Smart cities are a myth.  But cities are now finally ready to invest in new technology.  No, I don’t find those two sentences contradictory. Yes, I do finally feel like the hype of smart cities is fading.  And, yes, I do think the promise still holds much potential for cities. But boy have I tired of hearing smart, smart, smart, smart, smart (somehow 5 times sounded right to me, or should I say sounded “smart”). 

Back in 2010 I wrote a lengthy report on the smart city opportunity for vendors. At the time my research was focused on vendors, and as the vendors were all worked up about smart cities it made sense to put some structure around the opportunity.  What were the primary market drivers?  What issues were cities currently facing or expecting to face in the future?  Anyone who has attended a talk on smart cities knows the drill ad naseam:  population explosion, urbanization, startling impact on city services (transportation, waste and water management, public safety, health, education etc.)  And, I’m just as guilty.  The slide at the right was from my first webinar on smart cities in 2010.

But from there the discussions often focused on the technology: sensor-activated video surveillance and video analytics, sensor-activated heating and lighting and smart meters for municipal buildings, automation and self-service for city services, electronic noses and capacity sensors for waste management.  Yes, I did write about electronic noses and have often found a way to weave them into presentations and reports.  But even back in 2010, I also argued that it would take time and creativity, particularly in the business models around technology investments.  And, subsequent blogs and reports highlighted the need to build out a better foundation before investing in some of the bright shiny “smart” solutions.   My September 2011 distinguished between “street smart” and “book smart” and argued that cities needed to go back to the books, focusing on rationalization of back office apps and streamlining of government services.  City leaders needed to focus on improving governance, embracing new systems of civic engagement, and adopting more shared services not only for efficiency but for better outcomes.  In short, cities needed to build a better foundation on which to become smart.  And, now five years later, and ½ way through the “Decade of Smart,” cities have done just that. 

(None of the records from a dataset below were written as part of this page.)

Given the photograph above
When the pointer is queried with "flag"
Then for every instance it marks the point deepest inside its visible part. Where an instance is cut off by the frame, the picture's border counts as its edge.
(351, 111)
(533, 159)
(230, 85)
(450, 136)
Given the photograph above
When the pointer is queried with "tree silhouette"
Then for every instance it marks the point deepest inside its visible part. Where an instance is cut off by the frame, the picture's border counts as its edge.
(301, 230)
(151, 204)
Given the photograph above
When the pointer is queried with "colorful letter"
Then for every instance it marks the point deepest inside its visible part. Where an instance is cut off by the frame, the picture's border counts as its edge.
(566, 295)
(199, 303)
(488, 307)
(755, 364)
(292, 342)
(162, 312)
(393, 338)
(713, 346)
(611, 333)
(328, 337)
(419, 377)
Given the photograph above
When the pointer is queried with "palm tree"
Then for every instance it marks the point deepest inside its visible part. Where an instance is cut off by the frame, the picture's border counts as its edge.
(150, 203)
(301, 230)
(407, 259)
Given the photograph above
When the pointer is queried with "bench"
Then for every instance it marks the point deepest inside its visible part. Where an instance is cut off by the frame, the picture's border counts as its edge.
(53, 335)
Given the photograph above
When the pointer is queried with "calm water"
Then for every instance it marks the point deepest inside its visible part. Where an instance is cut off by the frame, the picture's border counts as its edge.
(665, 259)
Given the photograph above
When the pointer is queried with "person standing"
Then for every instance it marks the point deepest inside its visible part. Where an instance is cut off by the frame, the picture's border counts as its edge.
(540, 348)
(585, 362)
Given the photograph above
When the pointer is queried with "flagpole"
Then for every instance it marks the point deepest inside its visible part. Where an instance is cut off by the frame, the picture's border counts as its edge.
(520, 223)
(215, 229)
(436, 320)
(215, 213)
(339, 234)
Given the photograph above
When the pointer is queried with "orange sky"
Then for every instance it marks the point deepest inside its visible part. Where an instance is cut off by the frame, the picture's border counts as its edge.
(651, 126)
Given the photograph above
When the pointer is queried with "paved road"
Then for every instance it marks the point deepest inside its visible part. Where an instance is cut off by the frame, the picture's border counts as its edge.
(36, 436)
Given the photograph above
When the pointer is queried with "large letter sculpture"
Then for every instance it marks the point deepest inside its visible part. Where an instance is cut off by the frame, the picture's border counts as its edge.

Having written about how cities weren’t ready for so long, I wanted to do a mid-term review.   In taking a step back to evaluate I came to the conclusion that we were not seeing a mid-life (or mid-decade) crisis. We were in fact truly seeing a coming of age.  As I outline in my report, “Cities Reach A Coming Of Age Not A Midlife Crisis,” city leaders now embrace a more citizen centric approach, they have aligned technology and the business, and they truly see their prospects looking up: this is the year that more decision-makers in government anticipate a “good year” than a “challenging year.” Times have changed.  (See figure on the right.)

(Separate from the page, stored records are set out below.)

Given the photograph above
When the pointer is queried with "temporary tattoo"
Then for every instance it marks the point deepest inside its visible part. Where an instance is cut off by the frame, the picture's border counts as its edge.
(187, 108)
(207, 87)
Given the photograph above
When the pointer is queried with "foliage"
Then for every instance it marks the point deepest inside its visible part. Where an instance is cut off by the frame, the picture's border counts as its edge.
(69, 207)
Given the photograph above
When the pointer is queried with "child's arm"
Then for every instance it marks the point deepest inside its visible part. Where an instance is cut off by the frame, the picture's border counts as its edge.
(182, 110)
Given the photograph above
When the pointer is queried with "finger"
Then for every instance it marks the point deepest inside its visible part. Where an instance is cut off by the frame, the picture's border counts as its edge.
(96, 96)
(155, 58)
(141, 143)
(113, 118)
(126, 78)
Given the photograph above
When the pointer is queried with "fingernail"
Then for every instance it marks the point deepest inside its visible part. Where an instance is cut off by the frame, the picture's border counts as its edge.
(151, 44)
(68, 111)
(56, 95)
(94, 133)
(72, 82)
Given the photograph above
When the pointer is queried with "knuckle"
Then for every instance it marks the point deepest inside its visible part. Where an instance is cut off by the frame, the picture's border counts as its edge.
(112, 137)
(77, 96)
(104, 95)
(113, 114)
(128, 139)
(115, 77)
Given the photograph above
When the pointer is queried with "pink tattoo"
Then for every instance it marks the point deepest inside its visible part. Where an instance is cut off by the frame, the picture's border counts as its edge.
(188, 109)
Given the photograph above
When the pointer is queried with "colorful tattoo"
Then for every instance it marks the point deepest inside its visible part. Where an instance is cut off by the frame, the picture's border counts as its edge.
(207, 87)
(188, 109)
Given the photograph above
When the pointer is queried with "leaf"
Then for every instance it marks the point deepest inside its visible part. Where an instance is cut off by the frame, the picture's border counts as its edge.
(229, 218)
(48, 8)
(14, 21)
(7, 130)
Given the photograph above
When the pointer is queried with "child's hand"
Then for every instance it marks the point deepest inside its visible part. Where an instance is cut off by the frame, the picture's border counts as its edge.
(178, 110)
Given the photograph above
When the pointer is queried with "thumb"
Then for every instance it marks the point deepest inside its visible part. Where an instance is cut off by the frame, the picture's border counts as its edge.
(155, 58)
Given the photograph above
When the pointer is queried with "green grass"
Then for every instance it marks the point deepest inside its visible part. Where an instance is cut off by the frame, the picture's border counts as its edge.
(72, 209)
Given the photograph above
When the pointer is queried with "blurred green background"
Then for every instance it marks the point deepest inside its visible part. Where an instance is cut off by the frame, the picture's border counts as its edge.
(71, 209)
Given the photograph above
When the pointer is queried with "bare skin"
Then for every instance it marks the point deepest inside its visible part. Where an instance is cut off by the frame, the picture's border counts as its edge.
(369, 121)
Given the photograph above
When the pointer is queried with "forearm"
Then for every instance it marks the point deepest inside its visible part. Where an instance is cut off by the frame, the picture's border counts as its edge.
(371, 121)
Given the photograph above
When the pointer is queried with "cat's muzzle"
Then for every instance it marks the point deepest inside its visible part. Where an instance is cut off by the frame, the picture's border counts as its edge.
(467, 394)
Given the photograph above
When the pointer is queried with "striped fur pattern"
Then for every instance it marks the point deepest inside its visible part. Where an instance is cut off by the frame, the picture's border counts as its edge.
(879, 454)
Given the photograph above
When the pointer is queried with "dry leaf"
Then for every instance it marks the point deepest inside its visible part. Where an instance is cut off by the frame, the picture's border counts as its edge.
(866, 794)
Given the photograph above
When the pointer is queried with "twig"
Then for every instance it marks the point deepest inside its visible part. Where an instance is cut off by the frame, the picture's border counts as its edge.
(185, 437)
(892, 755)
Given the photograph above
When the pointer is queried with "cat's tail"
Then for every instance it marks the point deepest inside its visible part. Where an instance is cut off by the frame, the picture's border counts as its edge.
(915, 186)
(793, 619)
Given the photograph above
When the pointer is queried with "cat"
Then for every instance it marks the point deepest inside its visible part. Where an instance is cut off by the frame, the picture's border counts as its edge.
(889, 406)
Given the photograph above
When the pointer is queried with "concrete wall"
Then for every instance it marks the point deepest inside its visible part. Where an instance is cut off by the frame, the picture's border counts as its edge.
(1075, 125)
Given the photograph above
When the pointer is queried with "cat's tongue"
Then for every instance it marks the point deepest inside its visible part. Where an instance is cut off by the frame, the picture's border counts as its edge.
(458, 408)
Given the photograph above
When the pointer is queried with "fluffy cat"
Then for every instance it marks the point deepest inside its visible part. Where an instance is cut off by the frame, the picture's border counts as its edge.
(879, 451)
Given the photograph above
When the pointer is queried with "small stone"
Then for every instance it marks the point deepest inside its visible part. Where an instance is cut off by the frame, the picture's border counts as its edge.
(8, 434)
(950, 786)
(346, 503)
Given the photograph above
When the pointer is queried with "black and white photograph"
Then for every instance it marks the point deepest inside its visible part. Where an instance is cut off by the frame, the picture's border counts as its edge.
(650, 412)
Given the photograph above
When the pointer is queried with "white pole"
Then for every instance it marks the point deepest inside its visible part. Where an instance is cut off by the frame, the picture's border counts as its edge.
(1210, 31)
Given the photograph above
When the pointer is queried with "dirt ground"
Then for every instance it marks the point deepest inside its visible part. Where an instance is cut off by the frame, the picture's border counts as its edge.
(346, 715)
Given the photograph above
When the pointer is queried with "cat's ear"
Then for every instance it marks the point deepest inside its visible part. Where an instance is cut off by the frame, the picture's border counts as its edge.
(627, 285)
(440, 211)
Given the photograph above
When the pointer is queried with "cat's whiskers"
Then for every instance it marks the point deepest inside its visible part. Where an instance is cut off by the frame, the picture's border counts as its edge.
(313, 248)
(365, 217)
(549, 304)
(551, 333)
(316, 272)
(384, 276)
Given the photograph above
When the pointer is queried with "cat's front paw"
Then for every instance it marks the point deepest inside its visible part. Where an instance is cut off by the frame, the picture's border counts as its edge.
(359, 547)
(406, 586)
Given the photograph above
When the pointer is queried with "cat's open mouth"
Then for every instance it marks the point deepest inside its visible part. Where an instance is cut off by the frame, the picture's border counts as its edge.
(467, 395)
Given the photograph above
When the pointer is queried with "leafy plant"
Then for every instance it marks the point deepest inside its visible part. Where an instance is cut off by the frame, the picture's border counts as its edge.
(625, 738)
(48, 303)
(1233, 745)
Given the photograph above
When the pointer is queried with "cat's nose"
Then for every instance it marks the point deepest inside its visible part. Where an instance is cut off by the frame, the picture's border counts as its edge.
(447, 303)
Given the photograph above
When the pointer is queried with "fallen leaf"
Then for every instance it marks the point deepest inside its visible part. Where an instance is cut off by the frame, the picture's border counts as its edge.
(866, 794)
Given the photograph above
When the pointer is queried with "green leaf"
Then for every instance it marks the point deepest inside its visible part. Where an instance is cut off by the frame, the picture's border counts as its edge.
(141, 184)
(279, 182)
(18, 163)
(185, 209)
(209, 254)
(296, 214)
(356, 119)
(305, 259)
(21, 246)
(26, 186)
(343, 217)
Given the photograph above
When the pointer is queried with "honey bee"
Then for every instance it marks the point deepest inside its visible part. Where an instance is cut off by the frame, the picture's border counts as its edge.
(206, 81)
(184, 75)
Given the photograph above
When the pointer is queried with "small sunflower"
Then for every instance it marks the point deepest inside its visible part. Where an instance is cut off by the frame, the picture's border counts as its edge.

Despite the remaining challenges (and yes, there are some), cities are now in a better position to invest in and adopt new smart city solutions. The key to their transformation lies in establishing the foundation before building on it. New solutions must be part of the cohesive whole — from bottom to top. Smart cities have been characterized as a system of systems — the operational domains of the city such as transportation, public safety, utilities, administration, etc. Here at Forrester we see systems differently. The building-block systems that must be in place are those that cross these operational areas. Forrester defines four systems that an organization must embrace and evolve: 1) systems of record; 2) systems of engagement; 3) systems of automation; and 4) systems of insight.

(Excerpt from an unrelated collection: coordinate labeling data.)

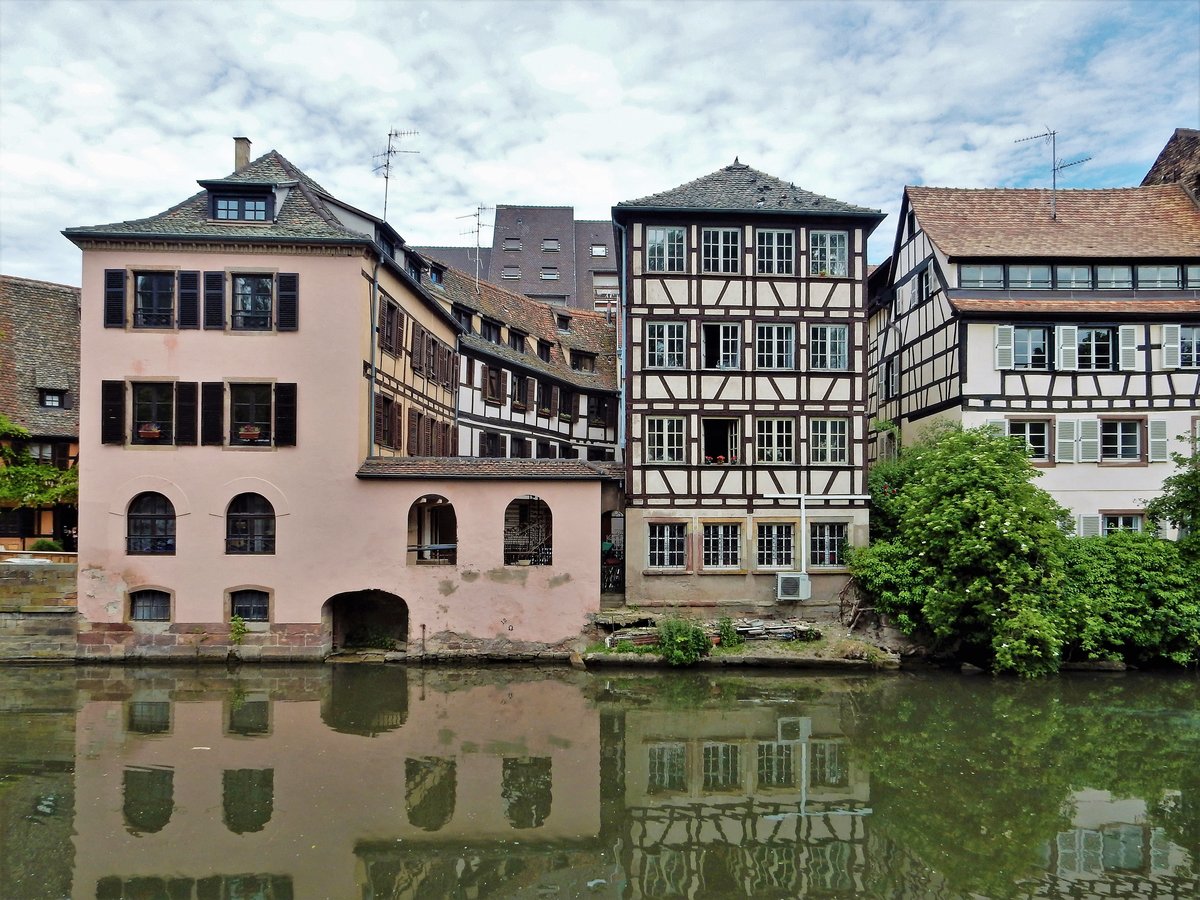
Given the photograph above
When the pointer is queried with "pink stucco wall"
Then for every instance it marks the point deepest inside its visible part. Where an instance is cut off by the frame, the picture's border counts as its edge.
(335, 533)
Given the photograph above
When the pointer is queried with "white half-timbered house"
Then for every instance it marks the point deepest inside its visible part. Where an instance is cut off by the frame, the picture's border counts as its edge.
(1071, 319)
(745, 329)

However, it is not enough to have each of these systems. Rather, organizations must assemble these building blocks into a cohesive whole. Therein lies the challenge. None of these is a monolithic, standalone system. As cities embrace digital transformation, these systems (if they exist) must evolve to form a more open, integrated business technology foundation.  (See figure on the left.)

What’s the call to action here?  For those who haven’t embarked on the smart city journey, don’t be afraid. Just make sure you’re building on a solid foundation.  For those who have started down the path, it’s not too late to review and shore up the foundation if necessary.  And, most of all, think broadly about the resources available to you.  My first report on smart cities argued that cities needed to get clever about new business models.  In the current report, I extend that advice: build systems of enablement by collaborating with other jurisdictions, identifying public-private partnerships, enabling civic developers, and uncovering new funding sources.  Systems of enablement leverage government as a platform, and make innovations more sustainable in the long-run.